A ratos tenía la impresión de que monsieur Arnoux se olvidaba de mí. Incluso su mirada se perdía en algún punto del vacío y bajaba tanto la voz que sus palabras se volvían un murmullo inaudible. Otras veces, volviendo en sí, me miraba con desconfianza y odio y me urgía a decirle si yo estaba enterado de que ella tenía un amante. Yo era su compatriota, su amigo, ¿no me había hecho nunca confidencias?

– Jamás me dijo una palabra. Nunca lo sospeché. Yo creía que ustedes se llevaban muy bien, que eran felices.

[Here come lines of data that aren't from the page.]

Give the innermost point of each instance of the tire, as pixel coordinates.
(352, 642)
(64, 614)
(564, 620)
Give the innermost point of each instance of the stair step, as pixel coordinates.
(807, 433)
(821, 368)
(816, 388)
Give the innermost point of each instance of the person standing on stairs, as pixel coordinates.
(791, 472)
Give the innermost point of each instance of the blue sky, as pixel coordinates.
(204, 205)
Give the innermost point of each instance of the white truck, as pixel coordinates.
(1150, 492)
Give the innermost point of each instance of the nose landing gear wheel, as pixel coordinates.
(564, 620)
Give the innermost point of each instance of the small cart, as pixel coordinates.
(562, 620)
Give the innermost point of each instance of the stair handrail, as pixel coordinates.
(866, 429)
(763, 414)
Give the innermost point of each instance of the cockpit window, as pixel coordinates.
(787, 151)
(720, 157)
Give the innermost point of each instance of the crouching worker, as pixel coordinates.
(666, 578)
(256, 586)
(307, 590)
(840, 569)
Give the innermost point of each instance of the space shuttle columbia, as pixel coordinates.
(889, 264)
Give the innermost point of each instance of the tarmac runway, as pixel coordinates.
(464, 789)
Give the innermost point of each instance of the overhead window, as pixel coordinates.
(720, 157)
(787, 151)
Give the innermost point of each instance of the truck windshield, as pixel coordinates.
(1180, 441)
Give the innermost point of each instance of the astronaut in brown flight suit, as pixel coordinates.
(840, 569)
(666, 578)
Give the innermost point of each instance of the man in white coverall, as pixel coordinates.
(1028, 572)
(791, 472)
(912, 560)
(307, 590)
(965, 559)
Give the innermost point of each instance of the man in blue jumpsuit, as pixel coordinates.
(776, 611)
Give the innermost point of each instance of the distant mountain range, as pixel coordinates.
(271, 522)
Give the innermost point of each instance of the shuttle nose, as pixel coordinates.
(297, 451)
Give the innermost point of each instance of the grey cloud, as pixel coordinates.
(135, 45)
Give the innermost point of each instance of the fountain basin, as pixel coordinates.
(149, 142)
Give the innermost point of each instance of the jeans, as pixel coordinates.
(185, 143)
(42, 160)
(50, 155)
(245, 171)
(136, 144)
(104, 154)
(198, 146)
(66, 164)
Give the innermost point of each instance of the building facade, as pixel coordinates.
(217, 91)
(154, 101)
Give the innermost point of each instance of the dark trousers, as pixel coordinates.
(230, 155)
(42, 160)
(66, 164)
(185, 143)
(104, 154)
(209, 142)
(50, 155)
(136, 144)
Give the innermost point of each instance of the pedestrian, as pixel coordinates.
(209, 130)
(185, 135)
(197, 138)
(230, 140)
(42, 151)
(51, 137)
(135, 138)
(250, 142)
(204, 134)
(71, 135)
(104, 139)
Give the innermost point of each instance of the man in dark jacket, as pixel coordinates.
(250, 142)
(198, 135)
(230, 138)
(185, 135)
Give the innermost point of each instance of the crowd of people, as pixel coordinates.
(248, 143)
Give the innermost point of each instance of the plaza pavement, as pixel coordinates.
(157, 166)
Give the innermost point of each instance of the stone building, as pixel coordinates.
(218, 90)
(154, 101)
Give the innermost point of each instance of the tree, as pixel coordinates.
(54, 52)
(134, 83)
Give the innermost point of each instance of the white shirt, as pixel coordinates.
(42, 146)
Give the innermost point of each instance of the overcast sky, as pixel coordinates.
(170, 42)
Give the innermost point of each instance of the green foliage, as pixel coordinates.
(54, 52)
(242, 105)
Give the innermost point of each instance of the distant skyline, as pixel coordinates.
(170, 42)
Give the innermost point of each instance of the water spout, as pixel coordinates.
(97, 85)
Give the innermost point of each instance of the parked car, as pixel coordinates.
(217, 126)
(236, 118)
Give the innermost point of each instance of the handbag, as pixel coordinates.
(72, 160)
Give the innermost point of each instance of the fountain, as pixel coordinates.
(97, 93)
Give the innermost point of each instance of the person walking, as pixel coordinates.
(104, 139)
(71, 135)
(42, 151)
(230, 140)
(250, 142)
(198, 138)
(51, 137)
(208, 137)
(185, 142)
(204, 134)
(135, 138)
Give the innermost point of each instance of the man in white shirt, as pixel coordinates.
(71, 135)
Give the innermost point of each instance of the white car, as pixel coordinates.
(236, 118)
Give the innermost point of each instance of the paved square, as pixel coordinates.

– Yo también lo creía -murmuró, cabizbajo. Pidió otra botella de vino. Y añadió, con la vista velada y la voz acida-: No tenía necesidad de hacer lo que hizo. Fue feo, fue sucio, fue desleal actuar así conmigo. Yo le había dado mi nombre, me desvivía por hacerla feliz. Puse en peligro mi carrera para sacarla de Cuba. Aquello fue un verdadero víacrucis. La deslealtad no puede llegar a esos extremos. Tanto cálculo, tanta hipocresía, es inhumano.

Se calló de golpe. Movía los labios sin emitir sonido y su bigotito cuadriculado se retorcía y estiraba. Había empuñado el vaso vacío y lo estrujaba como si quisiera hacerlo añicos. Tenía los ojitos inyectados y húmedos.

No sabía qué decirle, cualquier frase de consuelo me saldría falsa y ridícula. De pronto, comprendí que tanta desesperación no sólo se debía al abandono. Había algo más que quería contarme, pero le costaba trabajo.

– Los ahorros de toda mi vida -susurró monsieur Arnoux, mirándome de manera acusadora, como si yo fuera culpable de su tragedia-. ¿Usted se da cuenta? Soy un hombre mayor, no estoy en condiciones de rehacer toda una vida. ¿Lo comprende? No sólo engañarme vaya usted a saber con quién, un gángster con el que debió planear la fechoría. Además, eso: mandarse mudar con todo el dinero de la cuenta que teníamos en Suiza. Yo le había dado esa prueba de confianza, ¿lo ve usted? Una cuenta conjunta. Por si tenía yo un accidente, una muerte súbita. Para que los impuestos a la sucesión no se llevaran todo lo que había ahorrado en una vida de trabajo y sacrificio. ¿Se da cuenta qué deslealtad, qué vileza? Fue a Suiza a hacer un depósito y se llevó todo, todo, y me dejó en la ruina. Chapean, un coup de maitre! Ella sabía que no podía denunciarla sin delatarme, sin arruinar mi reputación y mi cargo. Sabía que si la denunciaba sería el primer perjudicado, por tener cuentas secretas, por evadir impuestos. ¿Se da cuenta qué bien planeado? ¿Cree usted posible tanta crueldad, con alguien que sólo le dio amor, devoción?